Continuing along the Unordered branch, we come to the Visual Encoder. The Visual Encoder is a simple component. It takes the histograms produced by the Visual Indexer and applies Term Frequency-Inverse Document Frequency (TF-IDF) to them. The term frequency is simply the count of each feature group in the BoVW. Inverse document frequency is how often a feature group arose in TANGO’s training set. The intuition for TF-IDF comes from BoW. In a language (e.g., English), some words are common (e.g., the, a, of). These frequent words are noise. They are not effective for discriminating between documents. So, we look at rare words to identify documents. The Visual Encoder creates a visual vector for each set of extracted features. In other words, the Visual Encoder creates an embedding for each video bug report that represents that report.
Now, we explore the Ordered branch. The intuition behind this branch is simple. First, duplicate video bug reports should have similar videos.

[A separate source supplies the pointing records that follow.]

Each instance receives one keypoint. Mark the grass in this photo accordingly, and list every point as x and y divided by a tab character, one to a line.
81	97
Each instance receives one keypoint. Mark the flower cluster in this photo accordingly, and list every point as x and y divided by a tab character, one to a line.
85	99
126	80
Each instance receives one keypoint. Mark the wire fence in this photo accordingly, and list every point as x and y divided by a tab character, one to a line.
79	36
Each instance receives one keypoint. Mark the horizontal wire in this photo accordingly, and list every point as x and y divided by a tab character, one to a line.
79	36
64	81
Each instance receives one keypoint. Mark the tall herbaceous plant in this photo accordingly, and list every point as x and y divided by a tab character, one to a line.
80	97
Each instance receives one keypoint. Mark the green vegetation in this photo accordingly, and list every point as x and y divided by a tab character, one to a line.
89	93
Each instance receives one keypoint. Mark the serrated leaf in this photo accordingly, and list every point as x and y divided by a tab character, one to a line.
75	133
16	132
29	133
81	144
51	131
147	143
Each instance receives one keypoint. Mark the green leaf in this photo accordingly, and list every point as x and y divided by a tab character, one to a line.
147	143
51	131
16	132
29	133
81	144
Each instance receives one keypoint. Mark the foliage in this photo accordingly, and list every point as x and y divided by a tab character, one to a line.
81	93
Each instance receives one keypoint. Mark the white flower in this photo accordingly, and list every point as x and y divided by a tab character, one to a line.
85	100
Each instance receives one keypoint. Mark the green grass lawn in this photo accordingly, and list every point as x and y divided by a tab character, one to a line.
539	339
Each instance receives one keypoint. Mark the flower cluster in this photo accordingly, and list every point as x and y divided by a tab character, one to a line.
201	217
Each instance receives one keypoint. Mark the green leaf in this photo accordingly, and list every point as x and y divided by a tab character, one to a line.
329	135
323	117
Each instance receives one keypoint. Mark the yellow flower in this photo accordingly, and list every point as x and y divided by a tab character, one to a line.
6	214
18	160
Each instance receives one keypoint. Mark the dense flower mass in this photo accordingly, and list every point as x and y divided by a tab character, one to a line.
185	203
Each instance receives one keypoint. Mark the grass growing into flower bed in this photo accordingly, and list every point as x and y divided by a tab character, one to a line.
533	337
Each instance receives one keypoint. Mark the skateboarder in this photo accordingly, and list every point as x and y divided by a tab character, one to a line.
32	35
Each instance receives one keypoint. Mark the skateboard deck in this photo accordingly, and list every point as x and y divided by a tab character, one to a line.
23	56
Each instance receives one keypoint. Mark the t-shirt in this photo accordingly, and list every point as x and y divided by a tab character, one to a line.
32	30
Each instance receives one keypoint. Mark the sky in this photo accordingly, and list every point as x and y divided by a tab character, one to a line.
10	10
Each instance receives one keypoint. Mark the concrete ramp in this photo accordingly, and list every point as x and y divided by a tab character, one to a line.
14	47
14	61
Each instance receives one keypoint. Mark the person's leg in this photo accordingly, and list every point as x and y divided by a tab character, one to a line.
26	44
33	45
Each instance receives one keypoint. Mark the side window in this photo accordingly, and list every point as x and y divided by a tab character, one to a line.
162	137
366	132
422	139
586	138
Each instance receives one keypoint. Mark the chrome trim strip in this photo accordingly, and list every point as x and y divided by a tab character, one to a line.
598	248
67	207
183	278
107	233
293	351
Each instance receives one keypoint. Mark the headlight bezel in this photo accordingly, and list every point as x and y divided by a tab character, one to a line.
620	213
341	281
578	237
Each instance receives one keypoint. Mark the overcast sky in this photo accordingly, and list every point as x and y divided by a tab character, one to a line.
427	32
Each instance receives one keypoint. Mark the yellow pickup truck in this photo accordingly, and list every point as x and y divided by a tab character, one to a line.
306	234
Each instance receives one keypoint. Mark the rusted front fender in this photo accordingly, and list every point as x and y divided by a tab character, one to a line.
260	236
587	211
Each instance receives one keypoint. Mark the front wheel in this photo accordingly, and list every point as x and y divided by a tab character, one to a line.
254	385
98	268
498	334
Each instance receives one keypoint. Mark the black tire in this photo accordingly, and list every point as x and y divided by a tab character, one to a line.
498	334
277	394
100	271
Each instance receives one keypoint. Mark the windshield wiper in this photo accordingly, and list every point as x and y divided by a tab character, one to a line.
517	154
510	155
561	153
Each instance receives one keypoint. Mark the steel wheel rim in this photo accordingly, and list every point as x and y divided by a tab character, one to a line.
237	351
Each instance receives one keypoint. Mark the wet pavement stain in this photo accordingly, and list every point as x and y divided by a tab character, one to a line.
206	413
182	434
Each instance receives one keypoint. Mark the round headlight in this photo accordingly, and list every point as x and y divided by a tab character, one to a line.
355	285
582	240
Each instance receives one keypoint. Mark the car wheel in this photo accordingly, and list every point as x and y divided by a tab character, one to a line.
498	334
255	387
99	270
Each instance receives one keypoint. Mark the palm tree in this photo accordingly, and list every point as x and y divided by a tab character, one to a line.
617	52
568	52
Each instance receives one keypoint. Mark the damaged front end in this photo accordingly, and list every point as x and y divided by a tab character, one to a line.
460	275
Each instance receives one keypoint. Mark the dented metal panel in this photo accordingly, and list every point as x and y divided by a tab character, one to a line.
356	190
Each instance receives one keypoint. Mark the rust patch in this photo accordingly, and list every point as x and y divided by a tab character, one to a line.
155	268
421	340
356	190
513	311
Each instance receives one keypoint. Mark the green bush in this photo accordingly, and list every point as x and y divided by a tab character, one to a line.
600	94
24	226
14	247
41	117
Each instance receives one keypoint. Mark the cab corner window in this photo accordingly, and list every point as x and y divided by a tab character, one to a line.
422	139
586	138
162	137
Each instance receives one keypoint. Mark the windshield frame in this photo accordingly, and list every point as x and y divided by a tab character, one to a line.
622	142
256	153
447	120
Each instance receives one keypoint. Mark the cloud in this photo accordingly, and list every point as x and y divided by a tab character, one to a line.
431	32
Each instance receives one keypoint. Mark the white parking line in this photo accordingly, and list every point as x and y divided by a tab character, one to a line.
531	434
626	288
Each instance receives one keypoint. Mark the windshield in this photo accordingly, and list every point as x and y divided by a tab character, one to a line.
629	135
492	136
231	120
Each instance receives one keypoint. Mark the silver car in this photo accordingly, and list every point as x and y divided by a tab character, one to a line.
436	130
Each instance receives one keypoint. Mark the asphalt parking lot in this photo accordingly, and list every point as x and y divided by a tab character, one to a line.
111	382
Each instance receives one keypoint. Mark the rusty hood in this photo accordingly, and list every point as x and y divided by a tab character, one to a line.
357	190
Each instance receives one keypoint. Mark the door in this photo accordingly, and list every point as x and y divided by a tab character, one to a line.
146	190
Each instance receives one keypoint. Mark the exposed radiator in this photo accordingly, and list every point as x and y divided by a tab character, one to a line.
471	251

Second, differing bug reports may have similar beginnings but should have distinct endings. After all, a bug report video will likely end after the bug occurs.
The first component on the Ordered branch is the Video Overlap Identifier. It extracts the longest sequence between two videos using modified longest common substring (LCS) algorithms. The algorithms use fuzzy matching to compare video sequences. One of the algorithms weights frames closer to the end of a video more heavily since the bug will likely be towards the end of the video. The Video Overlap Identifier component calculates the LCS scores and passes them to the Sequential Comparison Process module. The sequential comparison process calculates a similarity score for two bug reports by normalizing the computed LCS scores.
TANGO’s text pipeline compares the texts in two bug report videos. The texts are from GUI components (e.g., labels, titles, messages). TANGO does not look at texts that are not in a video. That means it ignores any user-written messages included in the video bug reports.
The Textual Extractor uses optical character recognition (OCR) on the individual extracted frames to build a “document” with the texts in a video. The “document” goes through a standard NLP preprocessing pipeline (e.g., tokenization, lemmatization, stop-word removal). The Textual Indexer indexes the processed documents, with Lucene, for faster similarity comparisons. Finally, the Textual Encoder computes an embedding vector for a document using its TF-IDF and index.
The Similarity Computation & Ranking unit is where all pipelines and branches converge. It calculates the similarities for each branch and pipeline. Then, the individual scores are combined. The algorithm for the Unordered branch of the visual pipeline is:
Sᵥᵢₛ = Sₑ
So, the visual similarity is the similarity between the embeddings produced by the Unordered branch. We use cosine similarity to compare the embeddings.
The similarities for the Ordered branch are computed as follows:
Sₗ = Sₑ
Sₗ꜀ₛ = overlap / [ ∑ (i / min) × ((max - i) / max) ]
Sₗ is the similarity of LCS fuzzy matching without weights. Sₑ is the cosine similarity for the embeddings from SimCLR or the visual encoder. Sₗ꜀ₛ is the similarity for LCS with weights. overlap is how much two videos overlap. min is the number of frames belonging to the shorter video, and max is the number of frames belonging to the longer video.
The similarity for the text pipeline is Lucene’s scoring function (i.e., cosine similarity and document length normalization). Combining the similarities from the two pipelines is straightforward:
Sₜₒₜ = (1 - w) × Sᵥᵢₛ + w × S꜀
Sₜₒₜ is the combined similarity, w is a weighting value to favor one pipeline over another, Sᵥᵢₛ is the similarity from the visual pipeline, and S꜀ is the similarity from the text pipeline.